Wherever Moyers hung his hat through the years, his on-going series do not reflect the myriad of specials he also produced and hosted, programs which have focused on politics, political campaigns, families, Islam and Holy Wars, Christianity and Holy Wars, and Americans such as Pete Seeger, poet laureate Rita Dove, historical figures such as Frederick Douglass, violence, money, faith. In his "Portrait of Maya Angelou" (PBS, 1982), Moyers and the poet/writer/commentator/activist walked the streets of Stamps, Arkansas, where she was raised and the words of "I Know Why the Caged Bird Sings" came alive. Moyers walked the terrain of Normandy for "D-Day to the Rhine" (PBS, 1990), which looked back on the victories and setbacks of World War II and the people involved. In "Amazing Grace" (PBS, 1990), he found the true origins of this hymn, so integral a part of both Caucasian and African American church services, and asked several notables--among them opera diva Jessye Norman--what the song meant to them. Moyers put the soul of the Holocaust in front of the cameras for "Facing Hate With Elie Wiesel" (PBS, 1991), and looked at "Minimum Wage" (PBS, 1992), "Families First" (PBS, 1992), and the Bible with "Genesis: A Living Conversation" (PBS, 1986). In the latter, he had the celebrated and the not-so-celebrated reading and considering the text that is the foundation for three major religions and several billion people.
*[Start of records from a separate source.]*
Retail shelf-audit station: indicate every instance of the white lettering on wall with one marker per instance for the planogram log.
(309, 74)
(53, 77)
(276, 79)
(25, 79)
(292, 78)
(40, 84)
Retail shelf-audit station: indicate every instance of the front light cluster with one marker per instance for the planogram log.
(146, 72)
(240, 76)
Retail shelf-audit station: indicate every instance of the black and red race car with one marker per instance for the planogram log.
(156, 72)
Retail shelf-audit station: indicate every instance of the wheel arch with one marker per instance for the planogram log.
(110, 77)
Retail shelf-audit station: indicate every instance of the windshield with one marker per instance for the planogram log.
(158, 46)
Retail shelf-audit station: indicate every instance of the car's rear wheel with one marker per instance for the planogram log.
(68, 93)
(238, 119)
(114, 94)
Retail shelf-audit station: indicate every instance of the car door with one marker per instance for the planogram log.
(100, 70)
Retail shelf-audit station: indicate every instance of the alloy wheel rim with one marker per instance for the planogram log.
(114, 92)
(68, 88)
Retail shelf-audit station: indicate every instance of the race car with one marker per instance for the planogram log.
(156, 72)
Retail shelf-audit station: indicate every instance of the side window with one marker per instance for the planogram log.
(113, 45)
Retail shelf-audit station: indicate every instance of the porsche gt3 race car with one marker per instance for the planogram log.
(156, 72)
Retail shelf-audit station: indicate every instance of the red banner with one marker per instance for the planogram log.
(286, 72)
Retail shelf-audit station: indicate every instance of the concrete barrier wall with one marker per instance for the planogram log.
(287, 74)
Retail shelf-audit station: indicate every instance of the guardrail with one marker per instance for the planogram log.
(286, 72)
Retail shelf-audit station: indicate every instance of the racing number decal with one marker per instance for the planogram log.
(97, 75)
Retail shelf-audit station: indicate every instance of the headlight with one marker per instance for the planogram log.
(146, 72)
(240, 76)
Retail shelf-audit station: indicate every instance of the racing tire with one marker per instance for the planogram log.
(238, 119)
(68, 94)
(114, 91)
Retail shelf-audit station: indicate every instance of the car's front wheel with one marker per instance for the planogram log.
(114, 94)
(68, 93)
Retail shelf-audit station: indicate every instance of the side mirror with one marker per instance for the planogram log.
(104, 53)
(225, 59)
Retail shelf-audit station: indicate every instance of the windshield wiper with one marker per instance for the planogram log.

Throughout it all, Moyers has been heralded with virtually every award given for journalism. His name has come to personify not just thoughtfulness and thought for viewers, but also fairness and the true objectivity of journalism. Although associated with both moderates and liberals during his tenure in Washington, DC, and a Baptist with down-home roots and values, Moyers carefully avoids displaying any partisanship. He has introduced white America to black America and offered radicals and reactionaries, but has never allowed his programs to be used as platforms.

Moyers has written numerous books, many best sellers that are often compilations of his TV programs or expansions on their themes.